Fix HttpClientResponse body()/end() race (5.0 backport)

This change fixes the race in `HttpClientResponseImpl` described in #6038: `handleTrailers()`/`handleException()` can run before `body()`/`end()` creates the promise. If that happens, the completion signal is dropped and the future can hang. This is observed from the call site as a HTTP request timeout.
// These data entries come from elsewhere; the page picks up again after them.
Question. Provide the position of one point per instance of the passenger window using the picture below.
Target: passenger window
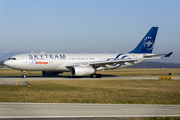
(11, 58)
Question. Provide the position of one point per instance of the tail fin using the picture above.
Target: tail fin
(147, 43)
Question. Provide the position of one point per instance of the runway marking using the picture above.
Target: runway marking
(148, 109)
(2, 109)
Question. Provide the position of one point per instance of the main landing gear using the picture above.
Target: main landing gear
(95, 76)
(23, 74)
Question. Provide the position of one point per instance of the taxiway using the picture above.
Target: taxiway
(72, 110)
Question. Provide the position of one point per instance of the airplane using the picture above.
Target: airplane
(81, 64)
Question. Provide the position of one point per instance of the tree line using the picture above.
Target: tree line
(145, 65)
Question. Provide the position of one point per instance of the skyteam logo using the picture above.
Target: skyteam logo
(148, 43)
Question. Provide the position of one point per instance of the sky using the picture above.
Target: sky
(88, 26)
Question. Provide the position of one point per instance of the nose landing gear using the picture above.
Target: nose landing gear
(23, 74)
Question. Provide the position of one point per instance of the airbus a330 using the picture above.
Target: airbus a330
(85, 64)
This fix is only applied to `HttpClientResponseImpl`:
- keep ended/failure state on `HttpClientResponseImpl`
- in `body()`/`end()`, create the `HttpEventHandler` promise while holding `synchronized(conn)`
- after unlock, replay completion/failure via `handleEnd()`/`handleException()` when needed

Although `HttpEventHandler` looks very similar (like it _could_ be affected by the same/similar race condition), it is not affected. I intentionally did not change `HttpEventHandler`, because it is also used in server request processing. The only case when server request processing could be affected
, is when `body()` is called from a _different_ thread while `end()` is being processed - that is very unlikely (feels like a misuse).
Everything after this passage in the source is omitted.